PREVIEW: "The End is Where We Start From"- Kit Nicholson
This is an extract from The Road Book Cycling Almanack 2021. To read the full contribution from Kit Nicholson, purchase your first edition in our shop.

It started at the end. It always does: Annemiek van Vleuten’s 2016 Olympic dream ending on the side of the road, Greg LeMond’s chest full of buckshot, Froome’s Dauphiné recon crash, Marianne Vos’s hiatus forced by overtraining. It looked very much like it was all over.

In the case of Mark Cavendish, the whole world had given up on him, confident that he was done, that he couldn’t match the new generation of sprinters, that the best he could hope for was to share his wealth of experience with his successors and bow out with dignity.
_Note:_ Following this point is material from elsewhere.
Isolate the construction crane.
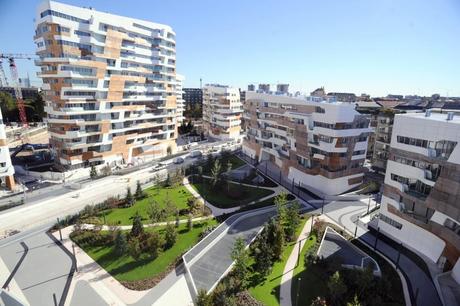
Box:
[0,53,34,126]
[0,58,8,87]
‘That’s perhaps the last race of my career’ were the words he uttered through tears after Gent–Wevelgem in October 2020. He’d endured three seasons riddled with injury, illness and clinical depression, instability in team set-ups and a global pandemic. He’d got into the breakaway of the Belgian Classic – a rare occurrence for the sprinter – but with no contract for the coming season, his future seemed very much in doubt. Then about two months later, his old team Deceuninck-QuickStep signed him up, offering the Manxman dignity and an opportunity to close the circle.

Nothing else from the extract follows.